Denizin kokusu ölüm hüznüne karışır. Kolağası Resneli Niyazi Bey henüz 40’ında yaşama veda etmiştir.

Onu, kimin vurduğu, hiçbir yükselme hırsı olmayan bir adamdan neden korkulduğu tarihin her döneminde meçhul kalmıştır.

Anısını ise, onun tuhaf hikâyesiyle örtüşen deyim bugün de canlı tutmaktadır...
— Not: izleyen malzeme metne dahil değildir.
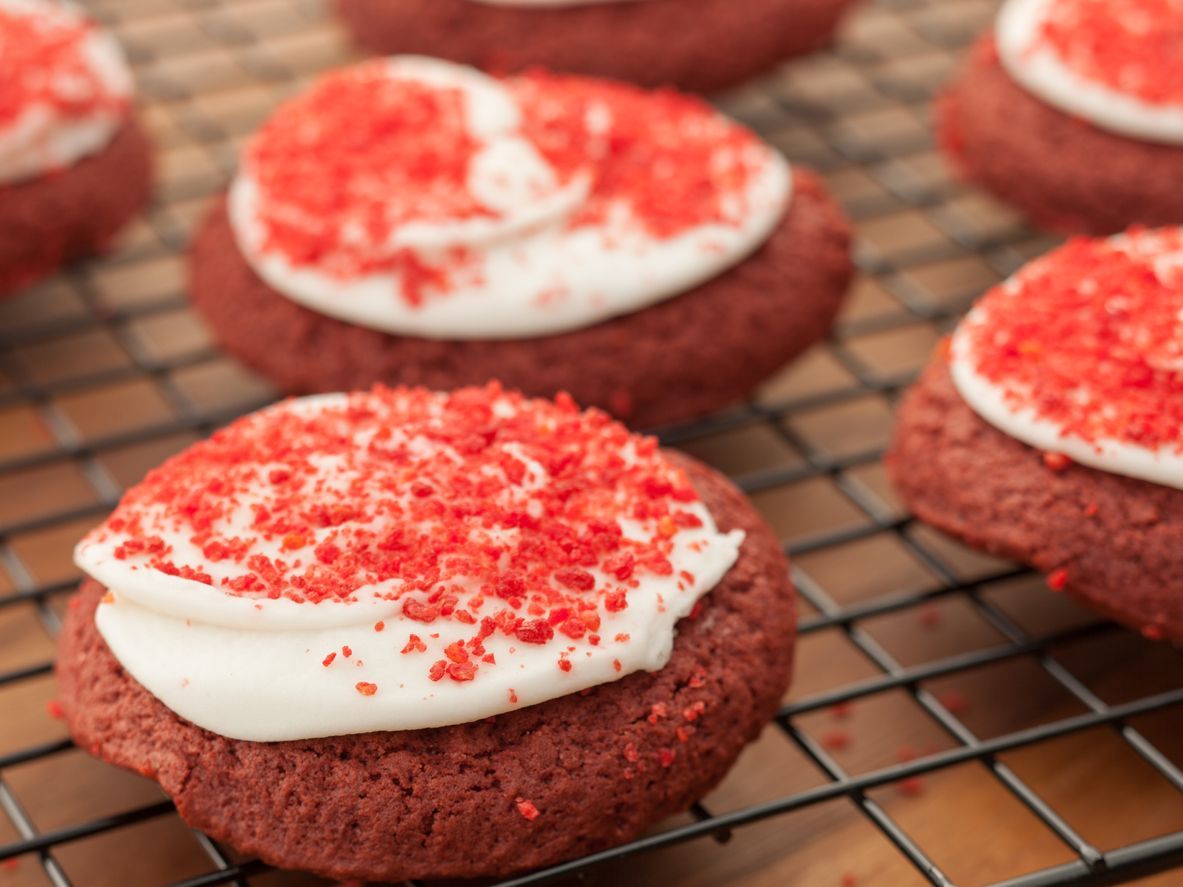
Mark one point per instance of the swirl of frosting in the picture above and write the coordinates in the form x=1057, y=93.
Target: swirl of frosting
x=64, y=92
x=1081, y=354
x=422, y=198
x=1114, y=63
x=398, y=559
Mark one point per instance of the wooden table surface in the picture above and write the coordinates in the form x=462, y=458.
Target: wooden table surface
x=104, y=370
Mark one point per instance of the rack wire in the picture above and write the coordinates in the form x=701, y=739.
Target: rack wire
x=938, y=691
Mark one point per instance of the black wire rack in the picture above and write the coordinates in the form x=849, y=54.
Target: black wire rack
x=104, y=368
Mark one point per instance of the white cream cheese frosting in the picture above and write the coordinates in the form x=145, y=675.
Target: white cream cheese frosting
x=1043, y=70
x=1081, y=354
x=550, y=221
x=66, y=89
x=343, y=564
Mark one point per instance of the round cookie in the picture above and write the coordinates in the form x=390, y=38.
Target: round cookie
x=75, y=166
x=56, y=219
x=683, y=357
x=700, y=45
x=534, y=787
x=1116, y=538
x=634, y=248
x=1048, y=429
x=1061, y=172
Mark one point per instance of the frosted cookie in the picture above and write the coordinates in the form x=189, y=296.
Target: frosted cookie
x=413, y=221
x=1072, y=110
x=1051, y=431
x=478, y=633
x=699, y=45
x=75, y=166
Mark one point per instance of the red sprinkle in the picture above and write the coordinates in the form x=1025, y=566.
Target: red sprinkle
x=1057, y=461
x=45, y=63
x=479, y=556
x=1088, y=338
x=528, y=810
x=344, y=166
x=1131, y=46
x=414, y=645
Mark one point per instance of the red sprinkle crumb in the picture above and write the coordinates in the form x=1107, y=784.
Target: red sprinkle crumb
x=46, y=64
x=1086, y=337
x=528, y=810
x=1057, y=461
x=414, y=645
x=479, y=555
x=1130, y=46
x=1058, y=580
x=306, y=207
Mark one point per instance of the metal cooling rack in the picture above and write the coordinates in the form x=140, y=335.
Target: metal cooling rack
x=104, y=369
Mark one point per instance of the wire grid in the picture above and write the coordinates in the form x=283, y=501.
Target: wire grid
x=926, y=246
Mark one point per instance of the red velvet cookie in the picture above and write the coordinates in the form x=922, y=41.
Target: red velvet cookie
x=1080, y=358
x=76, y=167
x=699, y=45
x=527, y=788
x=1072, y=150
x=670, y=360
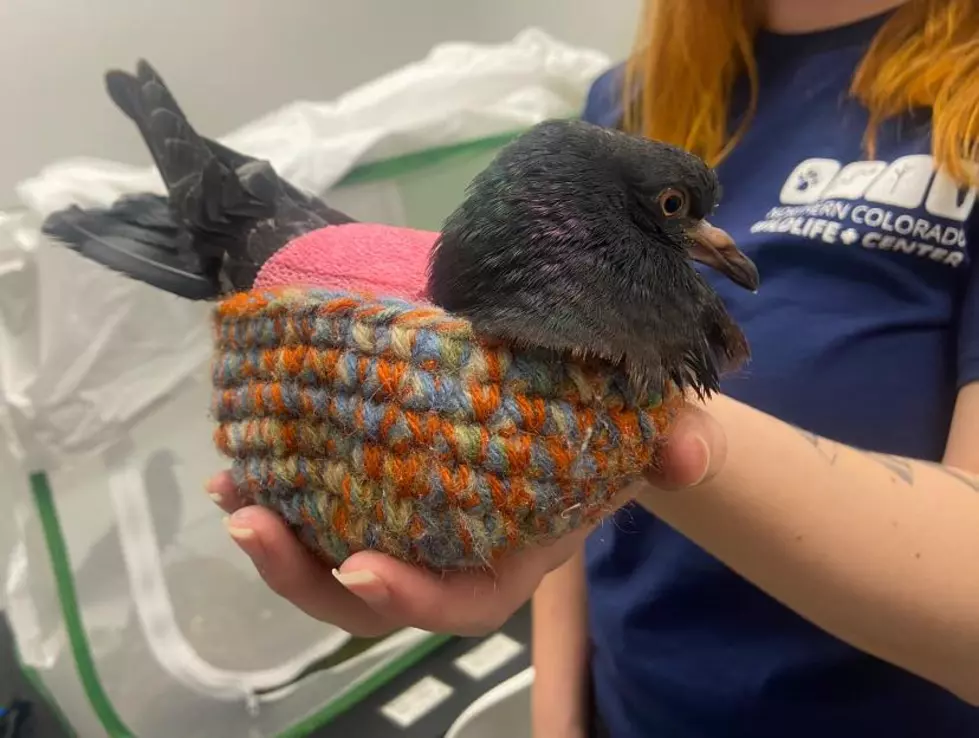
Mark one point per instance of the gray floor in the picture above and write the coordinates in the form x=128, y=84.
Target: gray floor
x=364, y=720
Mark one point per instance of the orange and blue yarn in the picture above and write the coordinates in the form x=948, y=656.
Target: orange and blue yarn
x=374, y=423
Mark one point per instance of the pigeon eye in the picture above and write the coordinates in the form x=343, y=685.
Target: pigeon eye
x=673, y=203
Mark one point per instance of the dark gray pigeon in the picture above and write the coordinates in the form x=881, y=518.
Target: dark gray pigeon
x=579, y=239
x=224, y=215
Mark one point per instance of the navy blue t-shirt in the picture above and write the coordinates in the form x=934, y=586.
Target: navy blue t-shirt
x=865, y=327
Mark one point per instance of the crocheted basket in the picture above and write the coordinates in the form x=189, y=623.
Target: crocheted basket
x=373, y=423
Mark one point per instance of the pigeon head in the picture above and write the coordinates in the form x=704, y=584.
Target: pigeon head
x=580, y=239
x=671, y=193
x=662, y=191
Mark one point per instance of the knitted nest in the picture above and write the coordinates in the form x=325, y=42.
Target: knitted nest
x=372, y=423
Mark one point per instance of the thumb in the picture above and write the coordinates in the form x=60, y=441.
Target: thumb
x=694, y=452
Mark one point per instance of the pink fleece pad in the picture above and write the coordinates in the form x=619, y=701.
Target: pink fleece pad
x=360, y=257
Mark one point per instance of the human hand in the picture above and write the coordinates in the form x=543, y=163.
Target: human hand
x=371, y=594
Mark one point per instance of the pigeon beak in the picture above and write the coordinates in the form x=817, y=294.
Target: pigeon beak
x=715, y=248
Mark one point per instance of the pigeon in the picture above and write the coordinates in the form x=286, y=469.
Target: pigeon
x=581, y=239
x=224, y=215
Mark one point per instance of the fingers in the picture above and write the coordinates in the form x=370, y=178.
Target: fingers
x=294, y=573
x=372, y=593
x=694, y=453
x=462, y=603
x=221, y=489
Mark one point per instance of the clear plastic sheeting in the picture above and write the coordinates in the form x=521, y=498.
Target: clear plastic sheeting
x=129, y=604
x=460, y=92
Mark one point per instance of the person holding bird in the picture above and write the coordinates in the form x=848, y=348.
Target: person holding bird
x=805, y=561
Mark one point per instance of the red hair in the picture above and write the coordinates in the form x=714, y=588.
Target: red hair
x=689, y=53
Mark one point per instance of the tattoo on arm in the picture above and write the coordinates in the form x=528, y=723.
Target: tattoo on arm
x=969, y=480
x=901, y=468
x=826, y=448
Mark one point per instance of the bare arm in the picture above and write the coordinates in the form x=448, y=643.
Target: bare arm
x=881, y=551
x=560, y=652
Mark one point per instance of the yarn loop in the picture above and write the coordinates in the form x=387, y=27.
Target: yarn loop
x=377, y=423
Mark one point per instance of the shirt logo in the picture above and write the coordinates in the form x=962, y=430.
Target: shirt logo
x=905, y=206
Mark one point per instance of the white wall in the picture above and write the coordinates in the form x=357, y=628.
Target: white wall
x=229, y=61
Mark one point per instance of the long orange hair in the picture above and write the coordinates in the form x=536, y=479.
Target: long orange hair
x=689, y=53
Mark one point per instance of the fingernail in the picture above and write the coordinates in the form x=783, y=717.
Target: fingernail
x=703, y=475
x=238, y=532
x=364, y=584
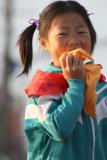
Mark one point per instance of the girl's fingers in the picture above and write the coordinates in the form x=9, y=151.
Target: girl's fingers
x=62, y=61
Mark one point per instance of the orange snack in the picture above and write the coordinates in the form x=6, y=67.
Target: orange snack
x=82, y=53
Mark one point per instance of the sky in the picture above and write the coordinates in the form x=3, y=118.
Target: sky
x=23, y=10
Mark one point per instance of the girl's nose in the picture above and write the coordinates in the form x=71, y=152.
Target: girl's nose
x=74, y=43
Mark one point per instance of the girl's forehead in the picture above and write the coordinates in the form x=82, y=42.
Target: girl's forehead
x=68, y=18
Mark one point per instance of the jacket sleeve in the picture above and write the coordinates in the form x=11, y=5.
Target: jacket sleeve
x=57, y=119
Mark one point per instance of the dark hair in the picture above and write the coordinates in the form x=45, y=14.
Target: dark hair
x=45, y=21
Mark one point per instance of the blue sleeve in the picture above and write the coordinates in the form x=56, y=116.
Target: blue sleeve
x=60, y=123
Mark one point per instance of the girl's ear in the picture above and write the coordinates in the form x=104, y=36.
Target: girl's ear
x=43, y=43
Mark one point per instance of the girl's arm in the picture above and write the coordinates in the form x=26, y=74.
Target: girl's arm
x=54, y=115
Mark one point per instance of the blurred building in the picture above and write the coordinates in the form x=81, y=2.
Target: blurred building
x=11, y=87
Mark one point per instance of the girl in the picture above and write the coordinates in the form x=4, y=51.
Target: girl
x=57, y=124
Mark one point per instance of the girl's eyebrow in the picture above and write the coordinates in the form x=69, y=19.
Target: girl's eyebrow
x=81, y=26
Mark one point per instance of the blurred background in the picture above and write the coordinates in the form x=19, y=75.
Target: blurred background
x=14, y=18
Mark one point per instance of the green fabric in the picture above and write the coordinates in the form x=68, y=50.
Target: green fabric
x=62, y=136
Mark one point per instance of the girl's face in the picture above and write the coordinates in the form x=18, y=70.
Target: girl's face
x=68, y=32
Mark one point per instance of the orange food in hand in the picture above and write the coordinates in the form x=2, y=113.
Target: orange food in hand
x=81, y=52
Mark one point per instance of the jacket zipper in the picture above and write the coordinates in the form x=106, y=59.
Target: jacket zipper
x=93, y=135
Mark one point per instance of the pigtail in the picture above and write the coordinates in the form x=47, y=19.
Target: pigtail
x=25, y=48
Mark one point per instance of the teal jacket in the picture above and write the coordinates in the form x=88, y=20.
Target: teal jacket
x=58, y=129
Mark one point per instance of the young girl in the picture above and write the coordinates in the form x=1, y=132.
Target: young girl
x=59, y=123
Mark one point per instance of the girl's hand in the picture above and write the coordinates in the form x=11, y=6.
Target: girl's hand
x=72, y=67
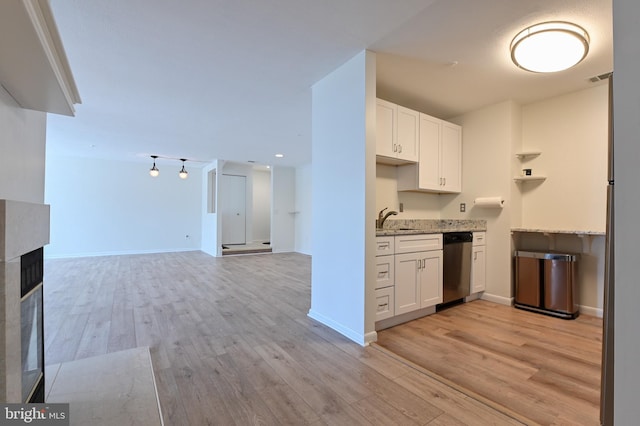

“Ne şehittir ne gazi hiç yoluna gitti Niyazi!”

***

Resneşi Niyazi kimdir?

Niyazi Bey, 1873 yılında bugünkü Makedonya sınırları içerisinde kalan Manastır yakınlarındaki Resne kasabasında doğar. İşte bu nedenle isminin başına “Resneli” sıfatı layık görülür. 3 Temmuz 1908 Cuma günü, emrinde 200 kadar askerle Makedonya dağlarına çıkıp İkinci Meşrutiyet’in ilan edilmesine öncülük eden odur. Enver Paşa ve diğerleri Resneli’yi izlemiş, İttihatçılar böylece iktidara gelmiştir.